In the run-up to the 2020 election, platforms had to modify their policies to respond to how their systems were being abused. A week after former President Trump told the far-right Proud Boys to “stand back and stand by,” Facebook, Twitter, and, later, YouTube adapted their policies to say that they will take action on content that encourages or incites violence at polling places. It’s easy to argue that platforms should have already had policies such as these in place, but mandates from Congress on what should be disclosed in policy documents can’t predict what rules are needed as circumstances change. Nor does mandatory disclosure encourage policy iteration.
Regardless of what transparency Congress decides to demand more of, it’s imperative to understand there are tradeoffs inherent to mandatory transparency regulations and therefore a need for nuanced solutions. If Congress were to require platforms to disclose certain types of data, one potential consequence is that platforms will devote most or all of their resources toward addressing the types of abuse they have to report and neglect those that aren’t mandated, either because they don’t want to look or because they don’t have any resources left to do so. The PACT Act, for example, would require reporting on the total number of “illegal content, illegal activity, or potentially policy-violating content” on a given platform that was a) flagged; b) acted on by the platform; c) and appealed and then restored, along with a description of the tools or practices used to enforce its policies. Under a regime such as this, if a platform doesn’t include misinformation or disinformation in its community standards and state that it will take action against it, because that content isn’t illegal by law, a company wouldn’t be required to address it in a mandatory disclosure.
Any time Congress requires platforms to look for certain content, it requires monitoring all users’ speech on any given platform for that content. While we may want answers about the prevalence of content questioning the efficacy of COVID-19 vaccines, doing so requires monitoring all speech for vaccine hesitancy. This may be a trade-off we are willing to make, but consideration of that privacy tradeoff is currently missing from the debate. These and other tradeoffs need to be factored into the conversation of transparency.

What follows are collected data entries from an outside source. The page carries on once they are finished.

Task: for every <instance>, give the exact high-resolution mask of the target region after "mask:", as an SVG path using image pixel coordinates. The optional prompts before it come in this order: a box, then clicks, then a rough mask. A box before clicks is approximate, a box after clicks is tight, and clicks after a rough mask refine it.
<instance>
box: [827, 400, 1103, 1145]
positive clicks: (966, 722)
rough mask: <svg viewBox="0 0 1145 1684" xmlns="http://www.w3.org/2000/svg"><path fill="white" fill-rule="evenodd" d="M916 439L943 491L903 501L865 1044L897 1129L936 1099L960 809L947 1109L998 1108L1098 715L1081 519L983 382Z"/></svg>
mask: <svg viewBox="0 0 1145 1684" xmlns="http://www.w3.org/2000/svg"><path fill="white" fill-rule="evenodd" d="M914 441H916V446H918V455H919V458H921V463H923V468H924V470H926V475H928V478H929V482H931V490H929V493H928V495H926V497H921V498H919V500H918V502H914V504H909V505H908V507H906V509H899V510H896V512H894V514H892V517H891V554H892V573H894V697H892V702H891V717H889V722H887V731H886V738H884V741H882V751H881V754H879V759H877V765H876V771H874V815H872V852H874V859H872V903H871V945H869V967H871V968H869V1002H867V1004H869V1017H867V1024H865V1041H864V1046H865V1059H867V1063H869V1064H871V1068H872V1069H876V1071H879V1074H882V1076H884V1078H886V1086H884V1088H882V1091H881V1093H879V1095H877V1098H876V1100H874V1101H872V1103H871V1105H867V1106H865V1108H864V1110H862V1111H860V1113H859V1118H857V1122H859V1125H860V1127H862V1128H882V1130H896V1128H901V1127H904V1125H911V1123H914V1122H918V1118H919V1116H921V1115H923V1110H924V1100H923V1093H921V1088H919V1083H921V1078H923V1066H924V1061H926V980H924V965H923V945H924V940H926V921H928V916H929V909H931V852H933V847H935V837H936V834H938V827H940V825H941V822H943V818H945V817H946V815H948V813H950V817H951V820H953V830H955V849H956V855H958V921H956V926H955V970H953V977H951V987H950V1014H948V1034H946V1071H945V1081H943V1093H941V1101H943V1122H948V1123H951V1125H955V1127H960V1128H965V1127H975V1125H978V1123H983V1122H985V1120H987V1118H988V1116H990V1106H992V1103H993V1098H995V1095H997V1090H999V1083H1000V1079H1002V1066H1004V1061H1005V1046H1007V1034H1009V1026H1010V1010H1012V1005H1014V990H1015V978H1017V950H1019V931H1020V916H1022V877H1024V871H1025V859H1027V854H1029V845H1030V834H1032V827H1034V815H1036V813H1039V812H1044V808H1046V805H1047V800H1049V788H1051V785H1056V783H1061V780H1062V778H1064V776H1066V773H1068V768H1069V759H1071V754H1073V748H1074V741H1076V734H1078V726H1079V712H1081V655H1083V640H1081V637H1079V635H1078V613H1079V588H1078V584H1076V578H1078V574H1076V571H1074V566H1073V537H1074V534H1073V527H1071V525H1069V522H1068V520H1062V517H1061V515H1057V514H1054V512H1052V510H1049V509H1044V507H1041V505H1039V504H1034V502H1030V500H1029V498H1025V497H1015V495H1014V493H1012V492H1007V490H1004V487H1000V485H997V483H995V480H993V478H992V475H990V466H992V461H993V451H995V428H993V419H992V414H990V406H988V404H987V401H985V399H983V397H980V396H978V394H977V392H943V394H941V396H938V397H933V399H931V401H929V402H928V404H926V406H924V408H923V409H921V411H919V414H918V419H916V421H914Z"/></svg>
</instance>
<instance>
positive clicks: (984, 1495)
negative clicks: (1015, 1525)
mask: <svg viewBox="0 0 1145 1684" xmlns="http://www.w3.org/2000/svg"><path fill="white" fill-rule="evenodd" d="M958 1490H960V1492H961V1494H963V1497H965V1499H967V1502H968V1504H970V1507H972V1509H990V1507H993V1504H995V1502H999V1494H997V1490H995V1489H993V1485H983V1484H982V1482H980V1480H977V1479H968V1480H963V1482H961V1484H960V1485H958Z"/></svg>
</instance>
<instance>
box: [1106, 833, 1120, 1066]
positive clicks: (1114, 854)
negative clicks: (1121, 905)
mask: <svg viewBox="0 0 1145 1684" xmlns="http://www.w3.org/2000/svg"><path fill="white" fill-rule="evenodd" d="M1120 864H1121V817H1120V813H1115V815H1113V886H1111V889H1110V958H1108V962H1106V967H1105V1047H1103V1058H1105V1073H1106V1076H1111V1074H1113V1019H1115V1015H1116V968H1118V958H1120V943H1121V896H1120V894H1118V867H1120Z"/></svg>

With legislation that applies to the many different types of social media platforms, let alone all the entities that Section 230 applies to, regulation risks losing a level of specificity that is important in meaningful transparency. What may be a good content moderation practice for YouTube in dealing with videos of political misinformation may not transfer to political misinformation on Reddit, a forum made up of text and memes. By introducing an apply-all policy, we lose the opportunity to address issues in a specific and tailored way that could prove more helpful in the long run.
Carly Miller is a research analyst at the Stanford Internet Observatory.